Ballard Spahr—with the Baltimore City Solicitor’s Office—is representing the City of Baltimore in a lawsuit, filed today in the U.S. District Court for the District of Maryland, alleging that numerous chemical companies and individuals violated federal antitrust laws by conspiring to increase the prices of aluminum sulfate purchased by the City.

Aluminum sulfate is a chemical purchased in bulk by municipalities, including Baltimore, to treat water. The lawsuit stems from a criminal investigation into the aluminum sulfate industry that has resulted in several parties pleading guilty to federal charges of price fixing and bid rigging.

Baltimore’s lawsuit alleges that executives of the companies met to discuss their aluminum sulfate businesses and formulated a plan to suppress competition. It includes allegations that the companies intentionally submitted losing bids that favored a particular company or withdrew winning bids, and unlawfully discussed the price and terms of their quotes.

Ballard Spahr lawyers Jay N. Fastow, Edward D. Rogers, Jason A. Leckerman, William A. McDaniel, Jr., Justin W. Lamson, and Thomas J. Gallagher IV, together with Acting City Solicitor David Ralph and Senior Public Safety Counsel Suzanne Sangree, are representing Baltimore in the lawsuit.

“When people violate the law by getting together and devising a scheme to stifle competition and overcharge us, they are cheating the taxpayers—and we take that very seriously,” said Mayor Catherine Pugh. “Managing the City budget to provide essential services like clean water, safe streets, and opportunities for youth is extremely important. We are committed to getting fair deals, and going after the perpetrators of fraud.”

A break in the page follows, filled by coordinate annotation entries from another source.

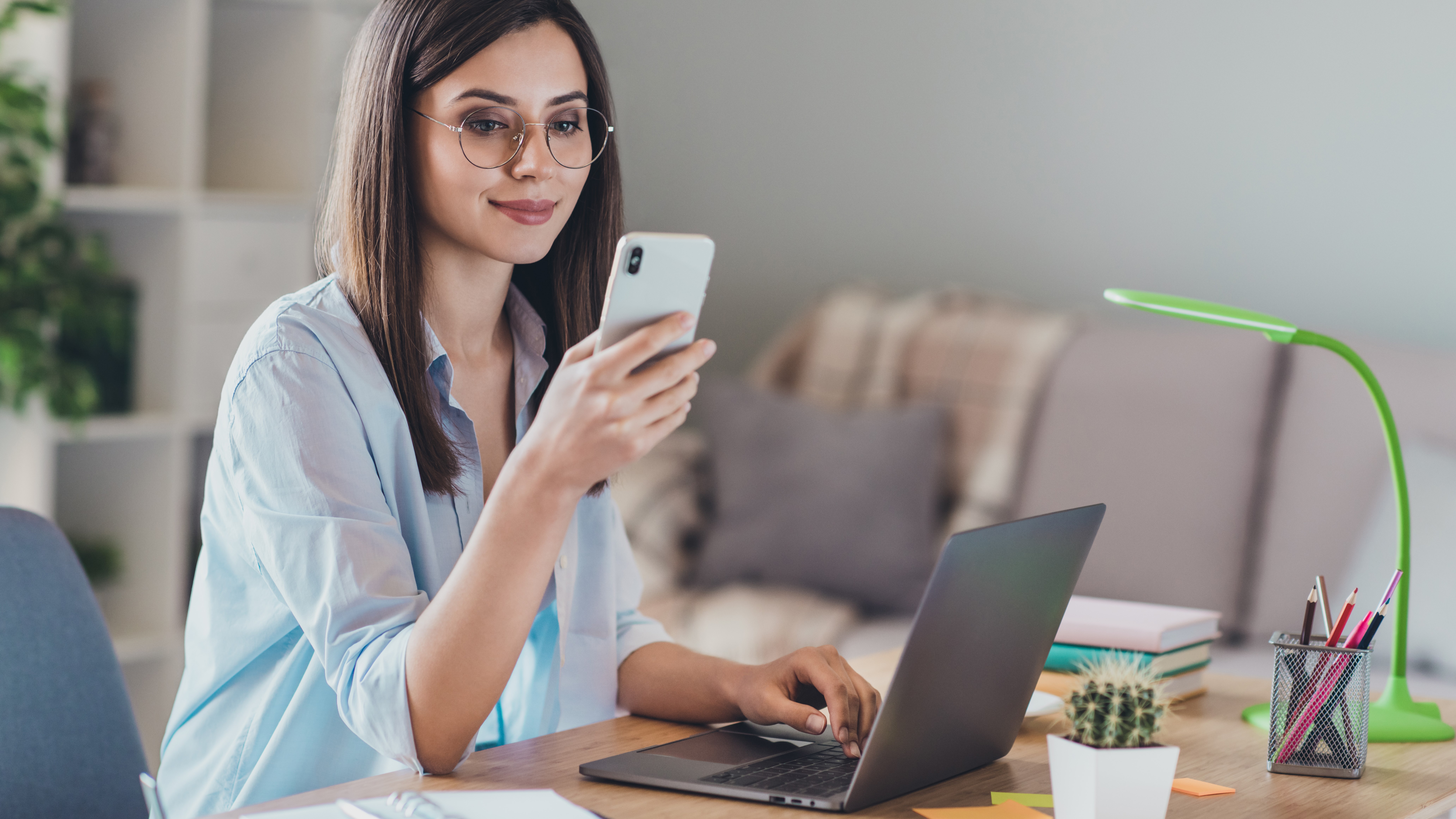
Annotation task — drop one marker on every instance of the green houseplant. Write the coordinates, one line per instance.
(1109, 764)
(66, 321)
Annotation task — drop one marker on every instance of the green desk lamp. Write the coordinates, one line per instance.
(1396, 718)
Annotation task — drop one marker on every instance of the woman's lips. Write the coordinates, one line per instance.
(528, 212)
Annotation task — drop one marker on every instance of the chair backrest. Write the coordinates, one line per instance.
(69, 745)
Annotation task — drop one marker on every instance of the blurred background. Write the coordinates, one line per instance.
(1292, 158)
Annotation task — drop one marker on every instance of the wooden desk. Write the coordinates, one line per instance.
(1400, 780)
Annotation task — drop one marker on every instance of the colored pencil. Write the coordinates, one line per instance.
(1324, 604)
(1375, 624)
(1391, 588)
(1310, 617)
(1345, 618)
(1359, 632)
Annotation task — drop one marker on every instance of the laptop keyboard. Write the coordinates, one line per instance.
(815, 774)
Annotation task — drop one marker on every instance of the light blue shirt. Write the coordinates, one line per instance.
(321, 549)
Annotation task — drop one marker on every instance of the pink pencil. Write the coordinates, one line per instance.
(1355, 636)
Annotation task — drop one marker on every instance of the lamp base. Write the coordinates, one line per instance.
(1396, 718)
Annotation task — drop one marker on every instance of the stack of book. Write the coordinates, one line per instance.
(1171, 640)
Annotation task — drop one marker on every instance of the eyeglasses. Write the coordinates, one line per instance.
(490, 138)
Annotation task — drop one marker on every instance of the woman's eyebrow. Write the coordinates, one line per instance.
(504, 100)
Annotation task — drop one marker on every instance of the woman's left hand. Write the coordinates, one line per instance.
(794, 688)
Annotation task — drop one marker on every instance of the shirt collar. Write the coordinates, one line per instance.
(528, 337)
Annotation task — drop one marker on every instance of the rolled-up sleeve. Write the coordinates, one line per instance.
(324, 537)
(634, 627)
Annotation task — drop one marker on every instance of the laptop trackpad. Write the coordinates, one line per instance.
(726, 748)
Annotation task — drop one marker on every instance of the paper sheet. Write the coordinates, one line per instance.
(467, 804)
(1195, 788)
(1004, 811)
(1029, 799)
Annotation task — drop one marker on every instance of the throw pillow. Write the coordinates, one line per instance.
(1430, 473)
(844, 503)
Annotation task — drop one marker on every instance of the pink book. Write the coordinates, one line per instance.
(1135, 627)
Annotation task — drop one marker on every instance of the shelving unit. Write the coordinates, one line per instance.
(226, 111)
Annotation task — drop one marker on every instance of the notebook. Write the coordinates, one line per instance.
(1136, 627)
(1068, 658)
(464, 804)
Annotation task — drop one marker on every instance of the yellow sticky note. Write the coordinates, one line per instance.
(1004, 811)
(1195, 788)
(1029, 799)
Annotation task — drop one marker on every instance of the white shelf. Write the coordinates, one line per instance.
(212, 218)
(133, 649)
(218, 202)
(138, 426)
(123, 199)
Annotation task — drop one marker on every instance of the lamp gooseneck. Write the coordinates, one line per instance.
(1403, 498)
(1396, 718)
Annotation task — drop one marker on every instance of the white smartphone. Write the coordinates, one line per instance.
(654, 276)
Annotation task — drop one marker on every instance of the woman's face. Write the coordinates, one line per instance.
(512, 213)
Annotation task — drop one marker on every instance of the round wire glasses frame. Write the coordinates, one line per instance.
(493, 136)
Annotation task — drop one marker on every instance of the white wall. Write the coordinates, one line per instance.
(1289, 157)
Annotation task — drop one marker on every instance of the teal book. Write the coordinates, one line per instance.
(1068, 658)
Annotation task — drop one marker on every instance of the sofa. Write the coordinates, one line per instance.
(1234, 471)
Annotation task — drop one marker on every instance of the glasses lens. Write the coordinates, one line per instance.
(491, 136)
(577, 136)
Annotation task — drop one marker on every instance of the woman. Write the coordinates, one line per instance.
(408, 547)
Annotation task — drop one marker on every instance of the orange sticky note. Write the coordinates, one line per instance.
(1195, 788)
(1004, 811)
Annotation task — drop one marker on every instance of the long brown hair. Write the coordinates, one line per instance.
(368, 229)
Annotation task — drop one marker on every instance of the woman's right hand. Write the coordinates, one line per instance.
(598, 416)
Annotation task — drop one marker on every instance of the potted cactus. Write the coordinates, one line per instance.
(1109, 764)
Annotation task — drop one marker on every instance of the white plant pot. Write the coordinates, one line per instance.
(1110, 783)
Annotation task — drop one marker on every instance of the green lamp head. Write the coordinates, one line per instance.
(1396, 718)
(1224, 316)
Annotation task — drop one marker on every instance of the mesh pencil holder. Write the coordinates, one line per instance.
(1320, 709)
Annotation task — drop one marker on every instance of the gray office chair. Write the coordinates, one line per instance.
(69, 745)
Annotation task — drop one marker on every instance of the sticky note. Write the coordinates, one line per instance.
(1195, 788)
(1029, 799)
(1004, 811)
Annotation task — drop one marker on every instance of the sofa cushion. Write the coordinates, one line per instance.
(841, 502)
(1160, 420)
(1330, 467)
(1430, 473)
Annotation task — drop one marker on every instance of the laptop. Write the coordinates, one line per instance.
(978, 646)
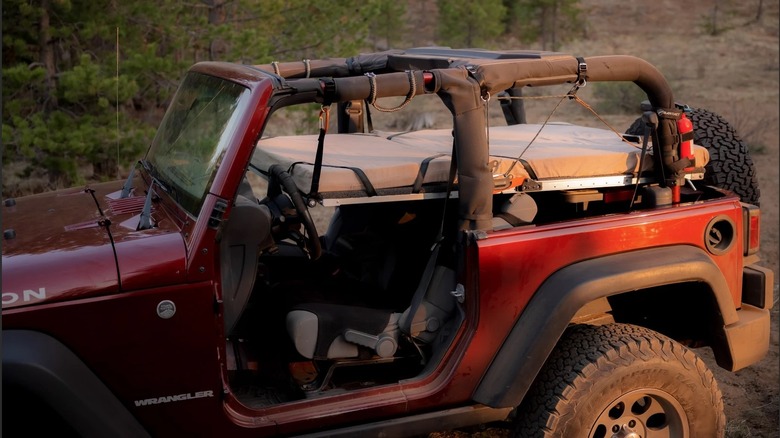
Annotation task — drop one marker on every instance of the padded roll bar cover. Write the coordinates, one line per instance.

The complaint alleges that the defendants violated federal antitrust law and the laws of the State of Maryland. Antitrust law allows a successful plaintiff to recover three times its damages. While the lawsuit was filed in Maryland, it likely will be transferred for pre-trial proceedings to the federal court in Newark, New Jersey, where dozens of similar lawsuits arising from the alleged scheme are coordinated in multidistrict litigation. A trial would take place in Baltimore.

“The suppliers named in this suit conspired to deprive Baltimore and its residents of the competitive pricing they had every right to expect, and inflated the prices Baltimore had to pay,” said David Ralph. “We have every intention of holding them accountable.”